Microsoft Takes Giant Step Against Spyware

Seven months ago, Microsoft Chairman Bill Gates vowed to “help users be in
control” over the rampant spyware infesting Windows systems. Today, Redmond
followed through on its pledge by acquiring anti-spyware firm Giant Company

Financial terms of the deal were not disclosed, but Microsoft said it plans to launch a beta version of Giant’s anti-spyware
product within a month.

“Through this acquisition we’re excited to be able to provide near-term
relief to Windows customers by offering new technology to help keep spyware
and other deceptive software off their PCs,” Mike Nash, corporate vice president of the
Security Business and Technology Unit at Microsoft, said in a statement.

According to Microsoft, the new beta will scan a customer’s PC to seek out
spyware and allow users to remove the threat. Once installed, the beta can
be configured to block known spyware from being downloaded. The tool will be
available for users of Windows 2000 and later.

Amy Carroll, director of product management for Microsoft’s security,
business and technical unit, told the beta version
will be free, but other details, such as future pricing and delivery dates,
have not been determined.

“The Giant solution uses extensive spyware-signature databases, real-time
security agents and an innovative ‘neighborhood watch’ for spyware to
protect customers from the threat of spyware and other deceptive software,”
Giant co-founder Ron Franczyk said in the Microsoft statement.

at MSN’s Strategic Account Summit in March, Gates said, “So-called spyware
is turning the Internet into a billboard. We are going to help users be in
control and know what [spyware] is on their system, and if they don’t want it
they can get it off their system.”

A November 2004 IDC study estimated that 67 percent of consumer PCs are
infected with some form of spyware, which can range from unwanted pop-up
ads, keystroke logging and secret tracking of a user’s Web travels.

Spyware generally refers to software programs that collect
data about computer users and send that information to a third party without
a user’s knowledge or consent. That definition, however, gets confusing
when it comes to determining exactly what constitutes adequate disclosure of
data-gathering and transmission practices.

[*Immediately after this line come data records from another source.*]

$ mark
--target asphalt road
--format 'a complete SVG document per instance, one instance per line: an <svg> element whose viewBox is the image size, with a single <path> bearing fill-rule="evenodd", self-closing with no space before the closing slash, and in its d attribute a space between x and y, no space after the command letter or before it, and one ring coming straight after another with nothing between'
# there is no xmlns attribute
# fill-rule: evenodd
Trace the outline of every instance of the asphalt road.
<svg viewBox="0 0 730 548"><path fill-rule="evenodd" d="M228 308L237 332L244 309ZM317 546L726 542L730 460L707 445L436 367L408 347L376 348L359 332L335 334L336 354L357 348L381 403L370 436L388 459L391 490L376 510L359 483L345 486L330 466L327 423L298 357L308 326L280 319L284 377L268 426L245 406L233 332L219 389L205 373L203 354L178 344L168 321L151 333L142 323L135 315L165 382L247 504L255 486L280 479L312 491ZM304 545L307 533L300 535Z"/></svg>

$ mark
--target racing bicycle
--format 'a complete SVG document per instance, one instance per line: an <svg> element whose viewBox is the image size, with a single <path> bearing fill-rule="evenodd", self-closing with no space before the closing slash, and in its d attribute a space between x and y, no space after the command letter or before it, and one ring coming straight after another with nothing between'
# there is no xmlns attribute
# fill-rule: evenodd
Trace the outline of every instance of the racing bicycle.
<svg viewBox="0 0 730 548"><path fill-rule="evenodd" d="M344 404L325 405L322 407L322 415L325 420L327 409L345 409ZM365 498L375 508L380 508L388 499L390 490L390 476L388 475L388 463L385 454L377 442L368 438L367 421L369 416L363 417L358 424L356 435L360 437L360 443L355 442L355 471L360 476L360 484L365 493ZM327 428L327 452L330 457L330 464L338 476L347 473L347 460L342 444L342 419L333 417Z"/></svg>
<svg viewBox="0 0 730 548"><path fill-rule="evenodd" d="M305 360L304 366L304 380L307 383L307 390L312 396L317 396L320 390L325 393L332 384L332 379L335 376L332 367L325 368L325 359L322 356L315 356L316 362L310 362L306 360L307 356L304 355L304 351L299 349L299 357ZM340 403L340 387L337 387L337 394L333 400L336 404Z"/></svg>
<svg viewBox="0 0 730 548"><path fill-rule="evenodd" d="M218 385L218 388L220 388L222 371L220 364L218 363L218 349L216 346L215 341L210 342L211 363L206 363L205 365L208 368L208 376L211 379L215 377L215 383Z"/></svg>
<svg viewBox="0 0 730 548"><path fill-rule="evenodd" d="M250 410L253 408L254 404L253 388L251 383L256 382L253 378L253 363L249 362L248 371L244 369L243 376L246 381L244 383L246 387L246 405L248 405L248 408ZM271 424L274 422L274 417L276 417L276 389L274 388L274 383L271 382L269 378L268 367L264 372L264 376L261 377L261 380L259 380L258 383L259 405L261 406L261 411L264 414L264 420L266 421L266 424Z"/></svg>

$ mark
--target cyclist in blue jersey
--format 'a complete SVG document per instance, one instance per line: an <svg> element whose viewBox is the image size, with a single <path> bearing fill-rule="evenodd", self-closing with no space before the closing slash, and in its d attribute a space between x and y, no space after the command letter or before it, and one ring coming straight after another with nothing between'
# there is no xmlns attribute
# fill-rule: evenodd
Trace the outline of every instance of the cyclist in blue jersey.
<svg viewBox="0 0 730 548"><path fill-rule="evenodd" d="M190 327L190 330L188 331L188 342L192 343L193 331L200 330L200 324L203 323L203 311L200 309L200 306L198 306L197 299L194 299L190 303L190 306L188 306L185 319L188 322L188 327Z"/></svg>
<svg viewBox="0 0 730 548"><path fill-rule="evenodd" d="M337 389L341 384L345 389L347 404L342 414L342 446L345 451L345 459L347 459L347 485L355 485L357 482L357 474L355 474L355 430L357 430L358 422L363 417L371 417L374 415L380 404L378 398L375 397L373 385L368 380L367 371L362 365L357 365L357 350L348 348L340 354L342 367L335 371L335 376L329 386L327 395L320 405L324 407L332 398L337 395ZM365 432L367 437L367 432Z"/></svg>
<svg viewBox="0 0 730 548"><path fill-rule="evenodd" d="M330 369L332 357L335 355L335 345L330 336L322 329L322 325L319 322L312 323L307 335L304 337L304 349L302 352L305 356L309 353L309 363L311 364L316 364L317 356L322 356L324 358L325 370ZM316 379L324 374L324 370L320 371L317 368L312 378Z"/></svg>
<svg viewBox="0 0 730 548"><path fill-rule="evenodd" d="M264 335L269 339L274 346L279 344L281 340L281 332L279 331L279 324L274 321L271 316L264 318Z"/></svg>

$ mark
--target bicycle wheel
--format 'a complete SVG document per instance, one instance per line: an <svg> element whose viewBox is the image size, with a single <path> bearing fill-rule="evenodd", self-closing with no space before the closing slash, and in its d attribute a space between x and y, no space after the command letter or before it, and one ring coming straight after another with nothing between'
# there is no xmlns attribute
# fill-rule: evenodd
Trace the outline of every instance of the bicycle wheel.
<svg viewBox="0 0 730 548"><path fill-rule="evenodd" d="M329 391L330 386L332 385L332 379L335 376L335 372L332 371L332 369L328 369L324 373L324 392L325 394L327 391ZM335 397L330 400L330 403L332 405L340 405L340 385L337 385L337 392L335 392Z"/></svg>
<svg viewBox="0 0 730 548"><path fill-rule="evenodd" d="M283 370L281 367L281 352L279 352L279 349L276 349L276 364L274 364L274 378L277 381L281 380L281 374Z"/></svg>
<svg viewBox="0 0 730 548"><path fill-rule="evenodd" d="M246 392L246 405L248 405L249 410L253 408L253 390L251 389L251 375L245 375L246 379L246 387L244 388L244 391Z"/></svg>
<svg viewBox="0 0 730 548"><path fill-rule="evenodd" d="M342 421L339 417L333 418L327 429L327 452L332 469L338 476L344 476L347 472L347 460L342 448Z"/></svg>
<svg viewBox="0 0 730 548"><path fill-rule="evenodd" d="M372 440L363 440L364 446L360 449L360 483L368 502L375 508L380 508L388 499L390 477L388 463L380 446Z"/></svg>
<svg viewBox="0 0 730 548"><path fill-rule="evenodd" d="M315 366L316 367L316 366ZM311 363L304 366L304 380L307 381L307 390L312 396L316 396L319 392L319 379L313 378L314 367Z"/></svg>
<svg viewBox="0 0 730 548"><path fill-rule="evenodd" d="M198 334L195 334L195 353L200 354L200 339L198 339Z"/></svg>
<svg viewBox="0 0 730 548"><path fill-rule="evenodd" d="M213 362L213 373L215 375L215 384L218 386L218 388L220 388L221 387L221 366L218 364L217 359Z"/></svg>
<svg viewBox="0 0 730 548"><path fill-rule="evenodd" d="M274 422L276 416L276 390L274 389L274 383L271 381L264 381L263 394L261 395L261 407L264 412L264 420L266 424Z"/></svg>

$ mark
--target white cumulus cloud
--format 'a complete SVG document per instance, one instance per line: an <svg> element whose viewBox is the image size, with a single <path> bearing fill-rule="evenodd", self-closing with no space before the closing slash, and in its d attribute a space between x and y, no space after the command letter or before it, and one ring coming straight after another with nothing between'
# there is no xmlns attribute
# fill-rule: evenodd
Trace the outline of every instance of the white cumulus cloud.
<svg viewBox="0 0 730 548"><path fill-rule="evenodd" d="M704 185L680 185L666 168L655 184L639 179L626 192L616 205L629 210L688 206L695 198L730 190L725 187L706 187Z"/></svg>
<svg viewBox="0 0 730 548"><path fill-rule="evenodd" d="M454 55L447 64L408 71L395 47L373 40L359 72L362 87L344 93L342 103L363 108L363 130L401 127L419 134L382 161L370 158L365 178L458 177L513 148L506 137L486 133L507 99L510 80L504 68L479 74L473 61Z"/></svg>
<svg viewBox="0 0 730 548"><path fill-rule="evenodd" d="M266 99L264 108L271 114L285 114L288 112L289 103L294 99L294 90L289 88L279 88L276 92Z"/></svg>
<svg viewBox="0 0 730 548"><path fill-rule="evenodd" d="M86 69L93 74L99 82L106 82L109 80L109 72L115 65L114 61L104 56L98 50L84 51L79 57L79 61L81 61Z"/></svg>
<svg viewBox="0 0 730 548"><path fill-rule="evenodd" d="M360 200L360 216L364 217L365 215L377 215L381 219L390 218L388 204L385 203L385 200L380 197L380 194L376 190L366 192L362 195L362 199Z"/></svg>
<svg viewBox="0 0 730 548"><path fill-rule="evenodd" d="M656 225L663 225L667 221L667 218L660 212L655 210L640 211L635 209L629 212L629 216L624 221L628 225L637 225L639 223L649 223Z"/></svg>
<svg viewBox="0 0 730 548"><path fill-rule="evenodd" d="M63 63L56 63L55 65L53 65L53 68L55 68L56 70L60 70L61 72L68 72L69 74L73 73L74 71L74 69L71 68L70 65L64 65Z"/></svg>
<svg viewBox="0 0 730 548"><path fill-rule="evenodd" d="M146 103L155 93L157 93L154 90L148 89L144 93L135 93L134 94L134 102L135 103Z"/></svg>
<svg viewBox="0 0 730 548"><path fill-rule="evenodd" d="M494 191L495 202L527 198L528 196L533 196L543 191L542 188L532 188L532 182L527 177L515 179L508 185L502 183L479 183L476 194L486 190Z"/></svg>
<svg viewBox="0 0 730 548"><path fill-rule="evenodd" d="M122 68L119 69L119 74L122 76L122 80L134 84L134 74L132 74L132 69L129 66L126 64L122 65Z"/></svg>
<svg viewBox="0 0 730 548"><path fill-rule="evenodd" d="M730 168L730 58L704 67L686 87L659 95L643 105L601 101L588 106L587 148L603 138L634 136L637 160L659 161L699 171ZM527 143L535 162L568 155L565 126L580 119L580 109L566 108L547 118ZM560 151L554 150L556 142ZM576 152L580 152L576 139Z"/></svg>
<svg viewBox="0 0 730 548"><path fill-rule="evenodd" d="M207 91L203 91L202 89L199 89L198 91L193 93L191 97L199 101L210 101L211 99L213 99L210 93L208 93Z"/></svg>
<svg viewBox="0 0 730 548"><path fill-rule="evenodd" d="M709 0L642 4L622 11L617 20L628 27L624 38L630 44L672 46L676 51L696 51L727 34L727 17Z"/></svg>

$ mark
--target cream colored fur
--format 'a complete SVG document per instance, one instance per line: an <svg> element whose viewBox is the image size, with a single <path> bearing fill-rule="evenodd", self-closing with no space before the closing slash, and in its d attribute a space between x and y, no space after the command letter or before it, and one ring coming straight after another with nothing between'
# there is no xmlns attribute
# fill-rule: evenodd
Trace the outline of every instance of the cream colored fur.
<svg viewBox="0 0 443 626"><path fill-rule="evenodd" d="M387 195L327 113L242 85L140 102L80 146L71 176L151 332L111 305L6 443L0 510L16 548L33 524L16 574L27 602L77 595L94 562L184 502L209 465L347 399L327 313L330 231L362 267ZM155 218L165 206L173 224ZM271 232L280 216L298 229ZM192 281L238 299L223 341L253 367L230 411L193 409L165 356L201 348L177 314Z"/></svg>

In some cases, the software developer clearly has malicious intent, but, in
others, such functions merely serve to collect data that enables better
targeting of ads, or tracks whether ads have been viewed.

Congress considered several anti-spyware measures this year but ultimately
heeded the Federal Trade Commission’s
recommendation that the problem can
best be solved by industry solutions and public education campaigns.